Monday, February 9, 2015

Painting sun and fog

Foggy Sunrise
We get a lot of foggy mornings in the winter, and once in a while there'll be just the right amount of low-level fog to make the woods look foggy but the sun can still come up above it. We had one of those mornings a couple of weeks ago and I happened to see it, and it was calm enough so I went out with my camera and got some photos.

Once I got the trees and foreground blocked in on this, it took me at least five passes to get the light right. I probably repainted the whole thing three times. I think that's just how far off I was in my head about how to get the effect of bright light in a dark garden—repeatedly, the ferns were too big, too bright, too colorful, too attention-grabbing. I kept thinking I had it right, and then I'd look at it for a little while and see that I really didn't have it.
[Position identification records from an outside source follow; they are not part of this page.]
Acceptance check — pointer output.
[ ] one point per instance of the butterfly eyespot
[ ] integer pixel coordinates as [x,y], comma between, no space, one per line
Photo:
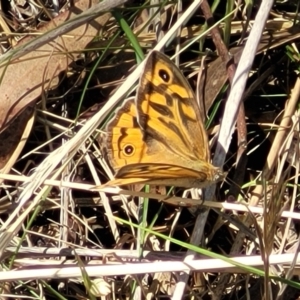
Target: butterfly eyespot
[164,75]
[128,150]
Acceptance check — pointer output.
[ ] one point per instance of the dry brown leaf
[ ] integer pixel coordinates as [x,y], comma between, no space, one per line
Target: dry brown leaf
[25,78]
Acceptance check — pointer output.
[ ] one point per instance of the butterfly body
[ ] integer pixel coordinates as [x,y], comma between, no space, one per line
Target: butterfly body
[160,138]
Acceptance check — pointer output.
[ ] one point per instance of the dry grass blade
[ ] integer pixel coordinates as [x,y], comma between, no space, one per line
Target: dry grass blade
[139,242]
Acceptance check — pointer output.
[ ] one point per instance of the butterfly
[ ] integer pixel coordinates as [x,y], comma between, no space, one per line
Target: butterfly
[159,138]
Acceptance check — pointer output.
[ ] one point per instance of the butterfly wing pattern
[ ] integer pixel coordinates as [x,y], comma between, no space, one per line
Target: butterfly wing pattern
[160,138]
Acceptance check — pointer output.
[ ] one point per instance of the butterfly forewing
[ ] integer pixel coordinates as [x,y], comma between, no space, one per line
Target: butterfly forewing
[160,138]
[166,96]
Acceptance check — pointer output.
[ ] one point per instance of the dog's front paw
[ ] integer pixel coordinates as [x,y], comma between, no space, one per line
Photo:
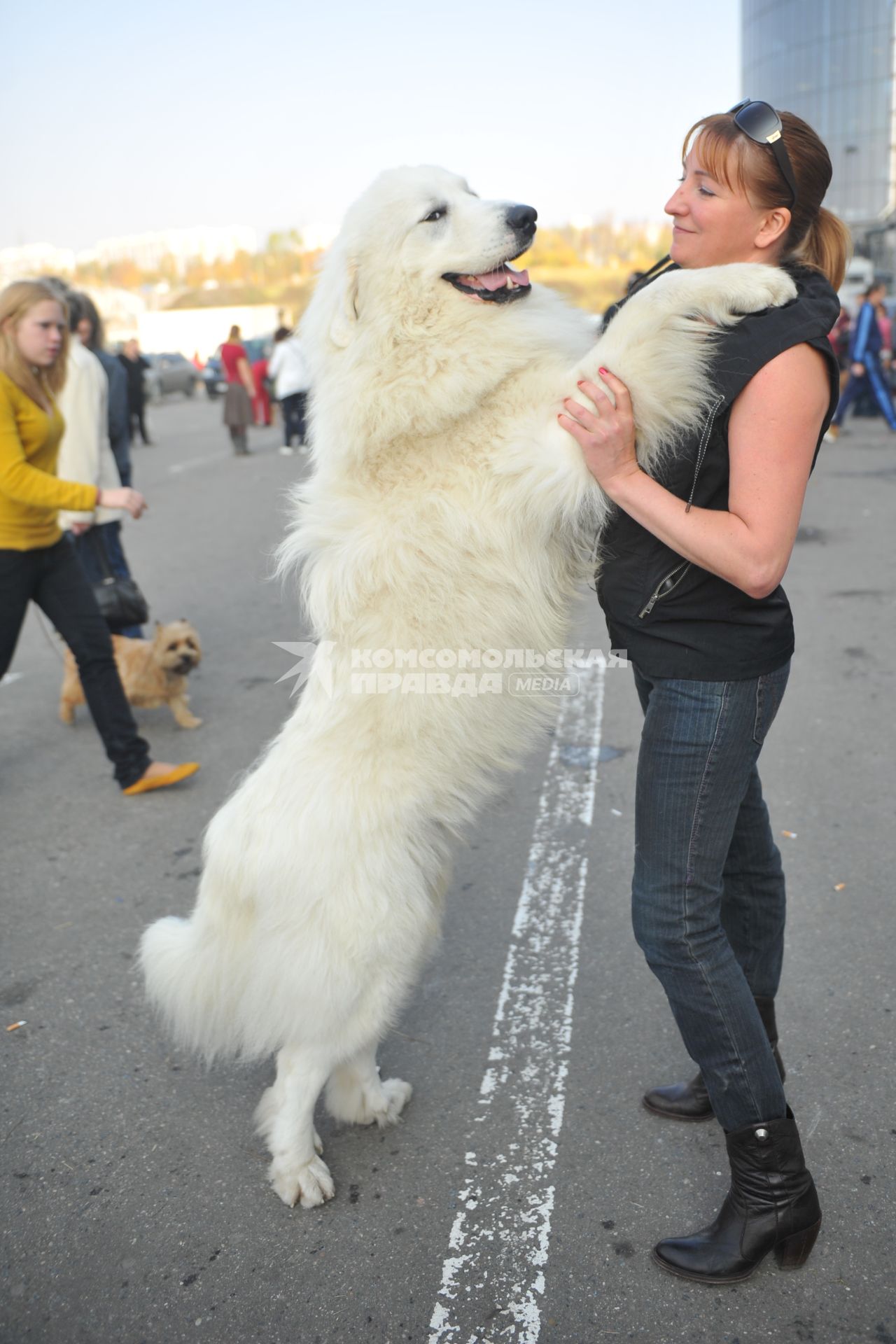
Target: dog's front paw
[308,1184]
[767,286]
[397,1094]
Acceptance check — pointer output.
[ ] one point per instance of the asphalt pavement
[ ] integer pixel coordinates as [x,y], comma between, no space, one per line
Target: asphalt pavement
[522,1194]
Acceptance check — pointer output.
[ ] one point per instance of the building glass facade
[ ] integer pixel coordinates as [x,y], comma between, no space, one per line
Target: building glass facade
[832,64]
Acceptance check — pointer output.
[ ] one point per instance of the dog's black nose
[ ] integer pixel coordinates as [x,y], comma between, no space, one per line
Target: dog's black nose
[522,219]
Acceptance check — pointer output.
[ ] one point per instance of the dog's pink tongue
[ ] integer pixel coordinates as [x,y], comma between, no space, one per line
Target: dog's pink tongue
[498,279]
[492,280]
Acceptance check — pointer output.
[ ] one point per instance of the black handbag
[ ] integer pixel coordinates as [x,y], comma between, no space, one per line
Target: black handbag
[120,600]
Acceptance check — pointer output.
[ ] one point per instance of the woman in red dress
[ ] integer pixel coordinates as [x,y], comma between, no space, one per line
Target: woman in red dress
[241,390]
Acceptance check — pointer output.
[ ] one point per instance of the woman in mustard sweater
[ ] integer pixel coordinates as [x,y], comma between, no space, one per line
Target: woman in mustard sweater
[35,561]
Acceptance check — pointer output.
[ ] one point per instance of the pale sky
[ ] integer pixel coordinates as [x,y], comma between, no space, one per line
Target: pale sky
[131,118]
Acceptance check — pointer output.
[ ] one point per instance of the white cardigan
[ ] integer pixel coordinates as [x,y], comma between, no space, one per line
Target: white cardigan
[85,454]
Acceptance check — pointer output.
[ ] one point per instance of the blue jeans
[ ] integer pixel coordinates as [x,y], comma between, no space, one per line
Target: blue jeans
[875,378]
[54,580]
[708,889]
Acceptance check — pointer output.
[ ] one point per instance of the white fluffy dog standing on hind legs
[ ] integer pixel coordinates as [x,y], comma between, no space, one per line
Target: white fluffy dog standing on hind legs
[447,511]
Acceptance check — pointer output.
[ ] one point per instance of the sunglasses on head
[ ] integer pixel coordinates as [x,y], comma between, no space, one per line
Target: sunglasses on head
[762,124]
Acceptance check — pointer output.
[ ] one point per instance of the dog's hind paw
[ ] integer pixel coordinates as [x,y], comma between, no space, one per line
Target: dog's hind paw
[308,1184]
[397,1093]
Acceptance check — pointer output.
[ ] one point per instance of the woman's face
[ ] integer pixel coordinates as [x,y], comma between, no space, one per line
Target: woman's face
[39,334]
[715,225]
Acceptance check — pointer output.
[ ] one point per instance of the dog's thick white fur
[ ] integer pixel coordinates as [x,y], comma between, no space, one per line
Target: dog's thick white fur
[447,510]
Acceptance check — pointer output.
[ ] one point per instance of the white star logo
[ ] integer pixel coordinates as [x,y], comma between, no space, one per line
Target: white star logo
[312,659]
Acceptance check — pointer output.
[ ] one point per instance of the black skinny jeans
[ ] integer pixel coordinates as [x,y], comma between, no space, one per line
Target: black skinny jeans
[52,578]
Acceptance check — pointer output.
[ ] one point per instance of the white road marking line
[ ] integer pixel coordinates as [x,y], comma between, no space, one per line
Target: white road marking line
[493,1278]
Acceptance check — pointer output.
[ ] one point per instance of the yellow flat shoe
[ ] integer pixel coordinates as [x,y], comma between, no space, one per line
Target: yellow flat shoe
[163,781]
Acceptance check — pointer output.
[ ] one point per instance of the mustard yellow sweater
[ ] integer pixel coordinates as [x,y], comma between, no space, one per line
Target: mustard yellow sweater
[30,491]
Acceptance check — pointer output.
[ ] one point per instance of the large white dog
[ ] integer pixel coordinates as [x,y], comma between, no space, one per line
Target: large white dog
[447,511]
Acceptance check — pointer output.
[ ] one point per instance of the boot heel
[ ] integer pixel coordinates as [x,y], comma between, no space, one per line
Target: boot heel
[796,1250]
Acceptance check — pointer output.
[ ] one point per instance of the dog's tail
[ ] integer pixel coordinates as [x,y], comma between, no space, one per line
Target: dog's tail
[192,980]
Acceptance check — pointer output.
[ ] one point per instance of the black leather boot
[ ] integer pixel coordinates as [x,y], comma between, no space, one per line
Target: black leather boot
[771,1206]
[691,1101]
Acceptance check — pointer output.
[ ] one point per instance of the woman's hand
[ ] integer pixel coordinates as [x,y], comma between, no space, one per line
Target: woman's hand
[122,498]
[606,433]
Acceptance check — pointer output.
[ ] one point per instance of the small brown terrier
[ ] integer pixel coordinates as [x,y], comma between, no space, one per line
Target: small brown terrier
[153,672]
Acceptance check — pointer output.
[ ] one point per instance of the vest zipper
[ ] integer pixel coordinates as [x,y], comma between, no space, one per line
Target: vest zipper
[664,588]
[701,448]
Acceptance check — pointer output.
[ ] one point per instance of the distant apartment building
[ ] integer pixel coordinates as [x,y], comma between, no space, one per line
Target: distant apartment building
[146,251]
[183,245]
[35,260]
[832,62]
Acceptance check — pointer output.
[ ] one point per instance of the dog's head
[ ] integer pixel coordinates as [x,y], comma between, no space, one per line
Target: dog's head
[416,239]
[176,647]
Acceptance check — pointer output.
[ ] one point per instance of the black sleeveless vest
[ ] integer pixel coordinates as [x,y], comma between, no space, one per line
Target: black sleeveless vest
[673,619]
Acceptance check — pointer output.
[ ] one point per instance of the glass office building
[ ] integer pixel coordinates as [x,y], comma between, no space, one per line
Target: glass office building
[832,64]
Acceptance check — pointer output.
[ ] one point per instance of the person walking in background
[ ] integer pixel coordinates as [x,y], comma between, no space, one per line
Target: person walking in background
[134,368]
[90,332]
[261,401]
[36,564]
[241,390]
[840,342]
[865,362]
[288,371]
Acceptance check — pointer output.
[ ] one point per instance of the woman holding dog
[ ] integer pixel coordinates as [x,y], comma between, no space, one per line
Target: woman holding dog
[36,564]
[692,590]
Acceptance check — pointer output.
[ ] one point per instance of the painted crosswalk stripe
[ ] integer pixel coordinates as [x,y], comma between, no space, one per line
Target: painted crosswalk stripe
[493,1278]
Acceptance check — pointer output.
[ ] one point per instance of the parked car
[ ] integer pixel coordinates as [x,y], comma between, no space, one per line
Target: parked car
[169,374]
[257,347]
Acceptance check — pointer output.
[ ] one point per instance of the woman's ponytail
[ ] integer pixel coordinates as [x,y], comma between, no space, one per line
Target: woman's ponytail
[827,246]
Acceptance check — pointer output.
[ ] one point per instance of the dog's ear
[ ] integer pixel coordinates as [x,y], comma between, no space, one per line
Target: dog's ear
[346,320]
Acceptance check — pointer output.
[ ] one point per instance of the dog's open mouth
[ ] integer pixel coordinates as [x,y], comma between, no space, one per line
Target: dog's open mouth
[496,286]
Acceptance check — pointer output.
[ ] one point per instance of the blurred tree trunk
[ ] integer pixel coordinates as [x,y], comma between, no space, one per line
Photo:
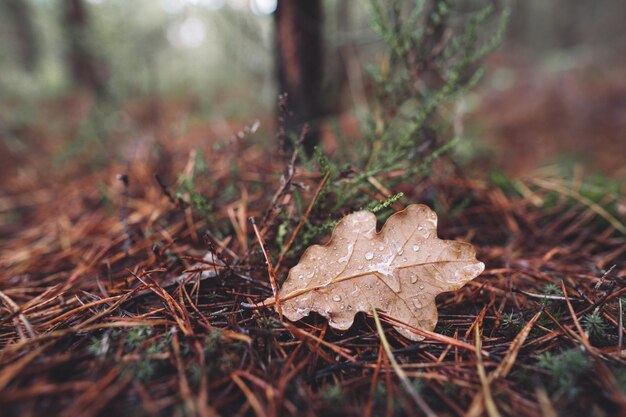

Yesterday I got it really close, and I spent more time last night scrutinizing it, and decided that it needed more darkening. So this morning, still fearful that I was going to have to repaint the whole thing again, I started blacking out more of the foreground, and darkening almost all the fern foliage until it finally—finally—blended into the whole composition and let the sun dominate the painting. Whew!

Leonardo da Vinci reportedly said, "Paintings are never finished, only abandoned." I'm abandoning this one, quickly, while I can get away, and pretend that I won this battle.